El departamento no puede seguir siendo un territorio que solo aparece en la agenda nacional cuando se presentan bloqueos, emergencias, hechos de violencia o crisis humanitarias. Nariño necesita una representación fuerte que haga sentir su voz en los debates nacionales, que gestione recursos, impulse proyectos estratégicos y ejerza un control político efectivo sobre las decisiones del Gobierno Nacional que afectan directamente a esta región fronteriza.

Los problemas son ampliamente conocidos. La crítica situación de las vías, la necesidad de fortalecer la infraestructura hospitalaria, el impulso al sector agropecuario, la generación de empleo, el respaldo a los productores, la atención a las comunidades rurales, la lucha contra la inseguridad, el fortalecimiento de la educación superior y la ejecución de proyectos de desarrollo no pueden seguir esperando. Cada uno de estos temas requiere congresistas que intervengan de manera permanente en el Senado y la Cámara, defendiendo con argumentos y resultados los intereses de los nariñenses.

Precisamente por ello, existe la percepción generalizada de que la bancada que culmina su labor el próximo 20 de julio dejó una deuda importante con el departamento. Aunque hubo esfuerzos individuales, para muchos ciudadanos el balance resulta insuficiente frente a las enormes necesidades de la región. Faltó una mayor articulación entre los congresistas, una agenda común para defender las prioridades de Nariño y una presencia más visible en las grandes discusiones nacionales relacionadas con la inversión pública y el desarrollo regional.

Hoy la historia ofrece una nueva oportunidad. Los congresistas que inician este nuevo período tienen la posibilidad de cambiar esa percepción y demostrar que una bancada unida puede marcar la diferencia. El éxito de su gestión no se medirá por la cantidad de intervenciones en el recinto ni por la presencia en redes sociales, sino por los resultados concretos que logren para el departamento, por las obras gestionadas, los recursos obtenidos y las iniciativas legislativas que beneficien a los nariñenses.

La comunidad estará atenta a cada uno de sus pasos. El mandato ciudadano exige cercanía con la gente, capacidad de diálogo con las autoridades nacionales y regionales, y, sobre todo, voluntad para trabajar de manera conjunta, dejando de lado intereses particulares cuando se trate del bienestar colectivo.

Nariño necesita una bancada que actúe como un verdadero bloque regional, capaz de hacer escuchar su voz con firmeza en el Congreso de la República. Que sea el puente entre las necesidades de las comunidades y las decisiones que se toman en Bogotá. Que no permita que el departamento continúe relegado frente a otras regiones del país.

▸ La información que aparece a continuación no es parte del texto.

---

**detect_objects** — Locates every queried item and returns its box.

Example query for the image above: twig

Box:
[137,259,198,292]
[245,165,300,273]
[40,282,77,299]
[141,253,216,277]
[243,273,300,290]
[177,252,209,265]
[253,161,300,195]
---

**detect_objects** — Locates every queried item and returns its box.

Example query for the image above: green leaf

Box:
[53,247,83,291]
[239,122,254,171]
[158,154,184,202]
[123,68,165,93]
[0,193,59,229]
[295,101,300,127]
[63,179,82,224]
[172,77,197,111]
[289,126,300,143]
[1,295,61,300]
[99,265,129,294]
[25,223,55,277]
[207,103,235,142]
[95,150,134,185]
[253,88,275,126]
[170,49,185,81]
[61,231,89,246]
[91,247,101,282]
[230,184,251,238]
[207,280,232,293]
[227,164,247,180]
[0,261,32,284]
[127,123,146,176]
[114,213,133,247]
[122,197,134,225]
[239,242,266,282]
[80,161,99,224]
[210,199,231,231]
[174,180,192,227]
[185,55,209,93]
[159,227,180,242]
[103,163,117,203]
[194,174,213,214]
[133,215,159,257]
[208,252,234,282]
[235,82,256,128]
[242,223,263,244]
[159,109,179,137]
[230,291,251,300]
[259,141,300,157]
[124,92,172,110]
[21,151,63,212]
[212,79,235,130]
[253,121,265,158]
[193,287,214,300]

El 20 de julio no solo comienza un nuevo período legislativo. También inicia una nueva oportunidad para reivindicar el papel de la representación parlamentaria de Nariño. Los ciudadanos esperan hechos y no discursos; resultados y no promesas. El compromiso está planteado. Ahora les corresponde a los nuevos senadores y representantes demostrar que estarán a la altura de la confianza depositada en ellos y que trabajarán para que, al final de su mandato, la historia no vuelva a decir que Nariño quedó, una vez más, esperando las respuestas que nunca llegaron.